The essence of any conversation is that it goes both ways. Social media gives us the opportunity to have good, serious political conversations with MPs and candidates, but it doesn’t guarantee that we will.  Frankly, I see failings on both sides of the table.

The politicians are failing by still thinking in terms of push media.  Twitter is seen as one more way to promote today’s sound-bite.  For a cohort of political animals who grew up in the era of message-control, the idea of going off-script to engage in genuine dialog must be terrifying.  I got a phone call just now from the Liberal party asking if they had my support; I told them that I was still on the fence, and took the opportunity to ask them their position on affordable housing – a critical issue here in Barrie.   The caller had no idea how to answer my question apart from directing me to their website.  Even a ‘thank you, I’ll convey your concern to Ann Hogarth‘ would have been valuable.

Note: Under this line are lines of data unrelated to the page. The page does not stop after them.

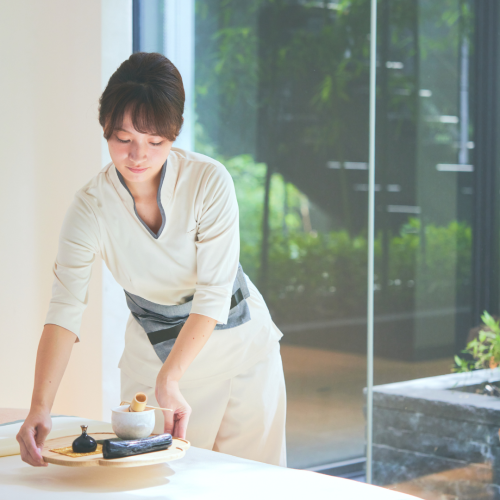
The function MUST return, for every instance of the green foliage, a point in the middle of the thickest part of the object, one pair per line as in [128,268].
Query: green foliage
[484,350]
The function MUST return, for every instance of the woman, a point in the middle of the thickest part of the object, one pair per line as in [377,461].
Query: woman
[199,338]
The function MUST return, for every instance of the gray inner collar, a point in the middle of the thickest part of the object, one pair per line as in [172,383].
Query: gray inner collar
[158,199]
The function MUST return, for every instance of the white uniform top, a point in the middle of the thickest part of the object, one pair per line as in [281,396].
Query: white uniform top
[195,253]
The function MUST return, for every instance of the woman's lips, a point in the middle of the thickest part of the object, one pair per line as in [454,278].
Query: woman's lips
[137,170]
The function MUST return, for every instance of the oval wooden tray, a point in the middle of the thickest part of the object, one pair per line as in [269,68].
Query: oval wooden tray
[176,451]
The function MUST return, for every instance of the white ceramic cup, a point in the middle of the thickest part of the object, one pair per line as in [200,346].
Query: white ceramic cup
[132,425]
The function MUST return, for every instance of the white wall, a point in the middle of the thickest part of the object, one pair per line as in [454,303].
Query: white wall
[51,143]
[116,47]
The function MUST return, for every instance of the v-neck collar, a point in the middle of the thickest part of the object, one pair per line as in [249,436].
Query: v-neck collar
[158,199]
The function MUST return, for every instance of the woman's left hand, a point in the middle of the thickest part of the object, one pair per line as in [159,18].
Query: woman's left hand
[169,395]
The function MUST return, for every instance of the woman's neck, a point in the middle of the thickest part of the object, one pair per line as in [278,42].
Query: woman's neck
[144,191]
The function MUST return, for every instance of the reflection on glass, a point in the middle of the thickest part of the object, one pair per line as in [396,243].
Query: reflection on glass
[281,90]
[425,441]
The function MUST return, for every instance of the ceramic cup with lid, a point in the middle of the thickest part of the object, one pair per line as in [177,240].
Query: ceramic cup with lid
[132,425]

But there are failing on the other side of the table too.  We, the voter, owe it to the candidates to actually be informed about their jobs.  If we truly believe in representational government, then that means that politicians work for us.  We, the people, are in charge.  And a good boss is acutely aware of what he expects his employees to do, how well equipped they are to do it, what issues they are struggling with and how best to motivate them.  If we only tune in to politics for a couple of weeks before the election, we can’t really complain if the parties treat us as consumers of a product rather than their employers.

Only an informed citizenry can make wise decisions.  We owe it to ourselves and to each other to understand the basic mechanisms of parliamentary government, the provincial budget, and the upcoming issues.   But more than that, we need to decide what we are trying to achieve.  Companies have mission statements.  Google is trying to ‘organise the world’s information.’   Charity:Water exists to bring safe water to people in developing nations.

If we are to thrive as individuals, we need to know what story we are telling.  And if we are to thrive as a group of individuals, as a province, we also should know what story we want to tell, what we want to achieve, and what we want our shared future to look like.